A man of rich, well thought out, and varied opinions, Emmett was very fond
of debate and discussion. At heart, he was what is now described as a fiscal
conservative and social moderate. He was incredibly well informed. Not
one to just discuss his beliefs, he lived by them. Ultimately, in 1978,
to bring these views to a larger audience, he took a leave of absence and
ran unsuccessfully for Congress from the 10th District on the Republican
ticket against an unbeatable opponent, the Honorable J. Jake Pickle.

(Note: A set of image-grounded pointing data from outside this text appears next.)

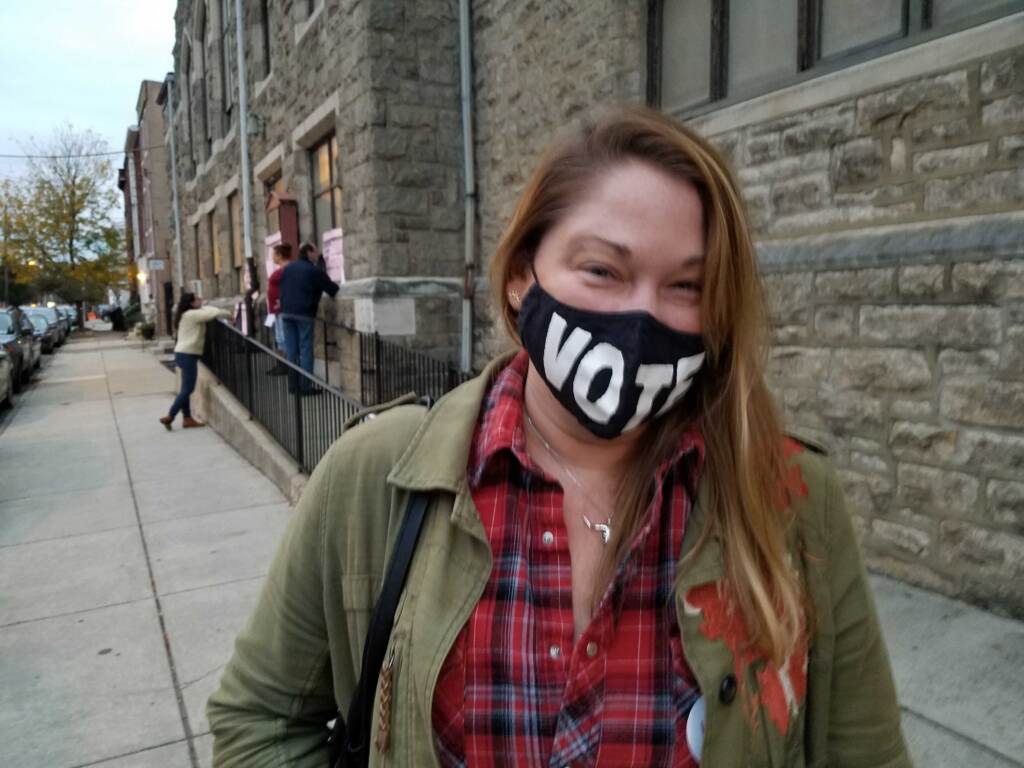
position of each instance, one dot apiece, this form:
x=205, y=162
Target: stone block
x=995, y=403
x=402, y=201
x=868, y=463
x=788, y=296
x=800, y=195
x=782, y=335
x=865, y=494
x=902, y=409
x=1005, y=503
x=836, y=322
x=904, y=539
x=759, y=211
x=864, y=444
x=850, y=412
x=897, y=156
x=1001, y=73
x=731, y=146
x=922, y=282
x=1013, y=350
x=996, y=188
x=859, y=162
x=989, y=280
x=958, y=363
x=991, y=452
x=887, y=370
x=763, y=148
x=910, y=571
x=998, y=596
x=854, y=284
x=1010, y=148
x=918, y=98
x=951, y=159
x=1004, y=112
x=784, y=168
x=924, y=442
x=989, y=553
x=798, y=365
x=937, y=493
x=821, y=130
x=940, y=132
x=952, y=326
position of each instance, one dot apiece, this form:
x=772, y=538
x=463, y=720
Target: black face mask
x=612, y=371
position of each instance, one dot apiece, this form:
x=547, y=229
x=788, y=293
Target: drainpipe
x=469, y=177
x=169, y=108
x=244, y=180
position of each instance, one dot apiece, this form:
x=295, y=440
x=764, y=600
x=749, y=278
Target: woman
x=625, y=561
x=189, y=320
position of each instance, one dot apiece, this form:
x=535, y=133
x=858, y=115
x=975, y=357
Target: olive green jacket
x=298, y=657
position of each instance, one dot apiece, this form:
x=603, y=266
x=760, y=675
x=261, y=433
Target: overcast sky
x=78, y=60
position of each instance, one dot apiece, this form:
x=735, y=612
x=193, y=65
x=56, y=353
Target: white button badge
x=694, y=729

Emmett was a member of the American Association for the Advancement of
Science and a fellow of the American Physical Society. Published extensively
in the field of experimental nuclear physics, he was best known for his
pioneering research on the energy levels and properties of light nuclei.
Emmett Hudspeth passed away on January 1, 2000. He was survived by a daughter
and her husband, three sons and their wives, eight grandchildren, and two
brothers.
<signed>
Larry R. Faulkner,
President
The University of Texas at Austin
<signed>
John R. Durbin, Secretary
The General Faculty
This memorial resolution was prepared by
a special committee consisting of Professors Austin M. Gleeson
(chair), Thomas A. Griffy, and Kenneth W. Gentle.